A vista de pájaro la Peña de Arcos es como un inmenso animal prehistórico dormido en la llanura –a lo lejos montes azules–, junto a los meandros del todavía pequeño Guadalete y el embalse que lleva el nombre del pueblo. A su alrededor hileras de frutales, tierras fértiles bien cultivadas. Sobre el lomo del animal se arraciman casas y torres, se mezclan blancos y dorados. Si nos posamos en su parte más alta, en la Plaza del Cabildo, podremos asomarnos al impresionante tajo de cien metros, tendremos a nuestra espalda el hermoso templo, con dimensiones catedralicias, de Santa María de la Asunción, de un gótico exultante, pero con una hermosa torre de porte clásico, a un lado el castillo almenado y el ayuntamiento y al otro el Palacio del Corregidor, hoy parador de turismo. Ancha plaza, sobrada, sin embargo, de coches. No nos faltarán otros miradores. Más abajo tendremos el de los Abades y al otro lado, el de la Peña Vieja.

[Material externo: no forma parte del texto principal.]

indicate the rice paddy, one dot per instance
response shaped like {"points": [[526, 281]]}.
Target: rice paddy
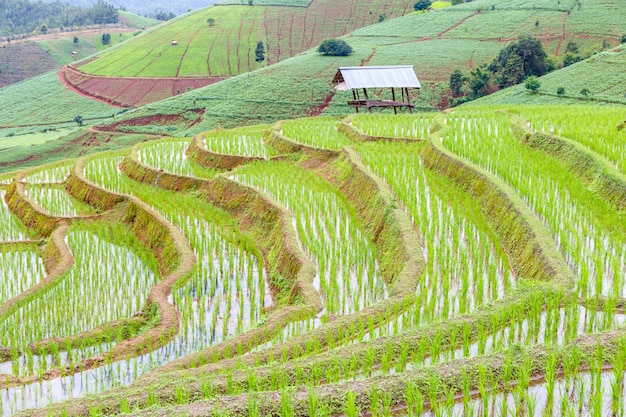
{"points": [[473, 334]]}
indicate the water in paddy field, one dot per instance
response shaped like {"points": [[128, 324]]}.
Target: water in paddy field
{"points": [[585, 395], [215, 304]]}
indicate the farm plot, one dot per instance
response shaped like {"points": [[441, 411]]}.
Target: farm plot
{"points": [[245, 141], [476, 333], [169, 156], [117, 290], [21, 269], [54, 174], [397, 126], [54, 200], [347, 274], [319, 133], [465, 265], [581, 125], [580, 220]]}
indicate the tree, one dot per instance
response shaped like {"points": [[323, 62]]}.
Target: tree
{"points": [[519, 60], [456, 83], [571, 47], [479, 82], [259, 52], [421, 5], [532, 84], [334, 47]]}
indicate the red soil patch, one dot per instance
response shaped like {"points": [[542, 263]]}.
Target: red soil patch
{"points": [[129, 91]]}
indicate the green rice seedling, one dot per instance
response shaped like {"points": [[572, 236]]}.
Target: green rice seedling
{"points": [[57, 173], [244, 141], [126, 268], [465, 266], [585, 228], [319, 132], [347, 272], [170, 157], [19, 270], [594, 127], [56, 201], [105, 172], [412, 126]]}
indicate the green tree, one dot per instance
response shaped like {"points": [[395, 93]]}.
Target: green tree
{"points": [[479, 82], [532, 84], [259, 52], [519, 60], [456, 82], [422, 5], [571, 47], [334, 47]]}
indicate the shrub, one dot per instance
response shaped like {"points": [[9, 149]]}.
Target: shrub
{"points": [[334, 47], [532, 84]]}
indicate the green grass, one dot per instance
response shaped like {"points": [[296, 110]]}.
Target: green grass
{"points": [[226, 48], [602, 75], [43, 100]]}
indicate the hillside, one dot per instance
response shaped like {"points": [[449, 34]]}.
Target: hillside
{"points": [[301, 85], [144, 8], [207, 52], [37, 54], [324, 266], [599, 79]]}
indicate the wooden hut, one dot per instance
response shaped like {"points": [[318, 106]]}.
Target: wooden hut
{"points": [[395, 77]]}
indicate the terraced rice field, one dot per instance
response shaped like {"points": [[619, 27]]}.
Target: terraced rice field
{"points": [[465, 263]]}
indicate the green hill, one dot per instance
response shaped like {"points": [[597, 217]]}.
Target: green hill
{"points": [[225, 47], [373, 264], [599, 79], [435, 43]]}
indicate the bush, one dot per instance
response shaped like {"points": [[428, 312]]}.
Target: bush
{"points": [[334, 47], [421, 5], [532, 84]]}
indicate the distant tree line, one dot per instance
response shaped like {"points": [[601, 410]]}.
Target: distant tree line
{"points": [[23, 16]]}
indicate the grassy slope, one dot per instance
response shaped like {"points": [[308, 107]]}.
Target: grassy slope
{"points": [[227, 47], [436, 43], [23, 60], [604, 75]]}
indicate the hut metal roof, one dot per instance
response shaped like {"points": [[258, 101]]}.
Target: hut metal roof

De inmediato, subir y bajar, mirar y admirar, templos –San Pedro sobre todo–, conventos y palacios, delicadas fachadas –a veces encaje, como la del palacio del Conde del Águila, gótico-mudéjar– y patios no menos delicados, cuajados con frecuencia de macetas, como muchos rincones, microplazas silenciosas como la del Cananeo, el laberinto de la calle empedrada que se retuerce, la casa nobiliaria puede ser hoy una tienda de insospechadas antigüedades, un restaurante de cocina renovadora, un pequeño y cuidado hotel, la sede de alguna animosa asociación; la iglesia una sala de exposiciones o recinto para conciertos, el mercado de abastos un antiguo convento. De día, por ese laberinto –a veces nos sorprenden un arco, por lo general encalado, unos restos de murallas– la luz reverbera en la cal y se hace cegadora. También habremos de frotarnos los ojos ante el Convento de la Caridad, de un alegre estilo colonial que nos transporta a México.

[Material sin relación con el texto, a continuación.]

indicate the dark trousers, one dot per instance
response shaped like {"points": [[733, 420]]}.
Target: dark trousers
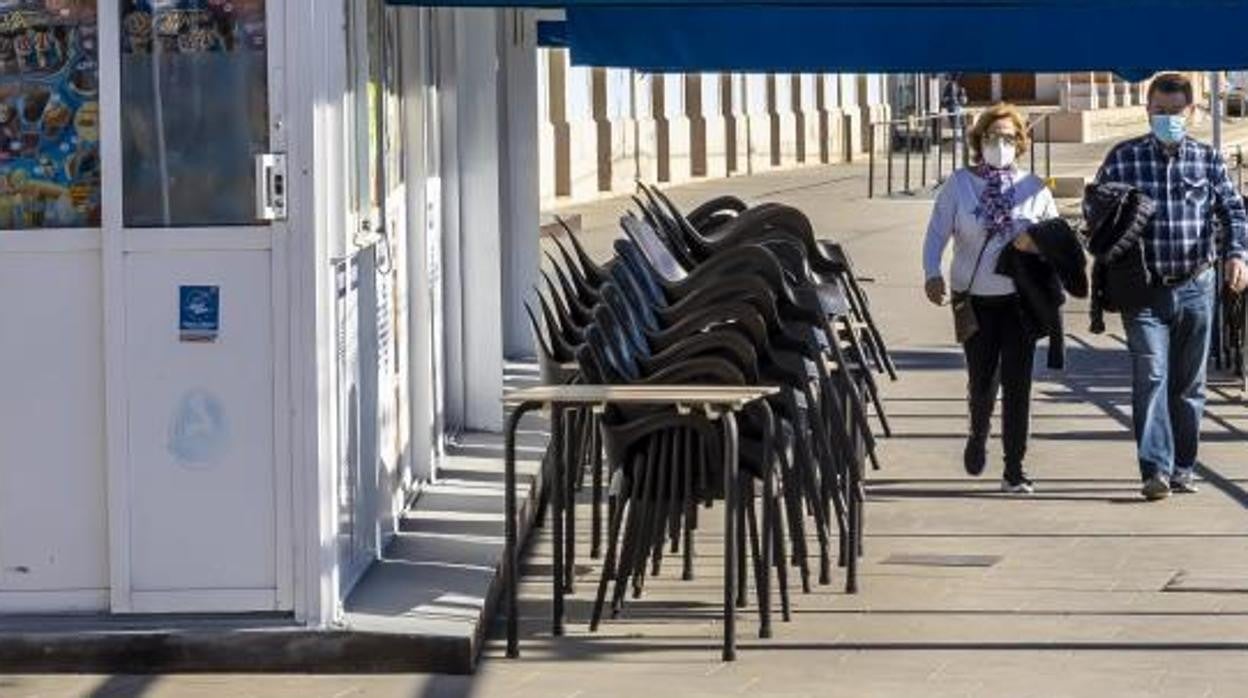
{"points": [[1001, 356]]}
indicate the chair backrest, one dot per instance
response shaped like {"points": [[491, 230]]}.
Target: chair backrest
{"points": [[630, 291], [657, 252], [628, 255]]}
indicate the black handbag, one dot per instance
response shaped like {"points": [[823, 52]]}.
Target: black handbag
{"points": [[965, 322]]}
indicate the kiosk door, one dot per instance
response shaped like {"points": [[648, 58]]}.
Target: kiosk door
{"points": [[204, 281]]}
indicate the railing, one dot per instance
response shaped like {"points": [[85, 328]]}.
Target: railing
{"points": [[1231, 320], [921, 134]]}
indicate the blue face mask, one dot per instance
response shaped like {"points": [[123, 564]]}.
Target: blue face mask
{"points": [[1168, 127]]}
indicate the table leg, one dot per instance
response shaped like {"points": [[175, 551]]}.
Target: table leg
{"points": [[730, 532], [557, 502], [597, 460], [511, 562]]}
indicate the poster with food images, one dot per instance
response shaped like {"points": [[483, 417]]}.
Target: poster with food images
{"points": [[49, 115], [189, 26]]}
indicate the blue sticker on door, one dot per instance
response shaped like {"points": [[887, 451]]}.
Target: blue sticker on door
{"points": [[199, 312]]}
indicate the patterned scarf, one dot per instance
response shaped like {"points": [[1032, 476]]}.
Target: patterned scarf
{"points": [[996, 202]]}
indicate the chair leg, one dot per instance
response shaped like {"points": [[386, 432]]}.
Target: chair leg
{"points": [[741, 560], [609, 565], [781, 565], [595, 447]]}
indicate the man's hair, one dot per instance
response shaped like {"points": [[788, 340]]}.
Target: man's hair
{"points": [[1171, 84]]}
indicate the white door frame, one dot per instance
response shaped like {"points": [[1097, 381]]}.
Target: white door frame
{"points": [[116, 242]]}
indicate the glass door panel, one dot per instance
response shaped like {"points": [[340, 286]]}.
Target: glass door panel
{"points": [[195, 110]]}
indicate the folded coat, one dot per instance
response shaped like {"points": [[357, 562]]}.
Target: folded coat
{"points": [[1117, 216], [1043, 279]]}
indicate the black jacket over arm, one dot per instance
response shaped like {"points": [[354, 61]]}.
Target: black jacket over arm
{"points": [[1043, 280]]}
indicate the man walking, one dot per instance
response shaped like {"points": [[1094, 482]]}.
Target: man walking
{"points": [[1168, 335]]}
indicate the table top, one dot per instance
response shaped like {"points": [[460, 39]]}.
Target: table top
{"points": [[720, 396]]}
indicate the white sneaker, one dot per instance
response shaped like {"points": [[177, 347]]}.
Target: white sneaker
{"points": [[1022, 486]]}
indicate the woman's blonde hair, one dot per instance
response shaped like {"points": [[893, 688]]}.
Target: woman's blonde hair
{"points": [[990, 116]]}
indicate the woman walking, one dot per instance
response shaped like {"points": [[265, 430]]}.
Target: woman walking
{"points": [[984, 209]]}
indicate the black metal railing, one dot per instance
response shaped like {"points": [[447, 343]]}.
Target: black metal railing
{"points": [[1231, 316], [922, 140]]}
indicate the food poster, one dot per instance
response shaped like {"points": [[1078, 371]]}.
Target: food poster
{"points": [[195, 110], [49, 114]]}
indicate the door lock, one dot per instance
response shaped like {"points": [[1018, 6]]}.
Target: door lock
{"points": [[271, 186]]}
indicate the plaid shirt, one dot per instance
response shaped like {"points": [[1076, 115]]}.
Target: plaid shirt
{"points": [[1189, 187]]}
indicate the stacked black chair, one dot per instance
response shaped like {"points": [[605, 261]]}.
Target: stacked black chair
{"points": [[726, 295]]}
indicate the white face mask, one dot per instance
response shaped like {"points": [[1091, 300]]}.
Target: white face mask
{"points": [[999, 155]]}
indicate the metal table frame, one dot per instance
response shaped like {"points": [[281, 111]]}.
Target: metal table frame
{"points": [[718, 401]]}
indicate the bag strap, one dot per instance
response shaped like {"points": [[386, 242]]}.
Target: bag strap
{"points": [[975, 272]]}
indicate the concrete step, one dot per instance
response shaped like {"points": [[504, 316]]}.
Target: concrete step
{"points": [[423, 607]]}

Si callejeamos en Semana Santa y de noche, viendo cómo sortean los costaleros esquinas, balcones y angosturas, tendremos otra visión de la ciudad, acaso mística, pero tampoco nos sorprendería atisbar en cualquier rincón al embozado Corregidor y a la esquiva molinera. Por el Corpus, la buena tradición de las calles alfombradas de romero y juncias. A esta ciudad alada se vuelve siempre, y siempre sorprende.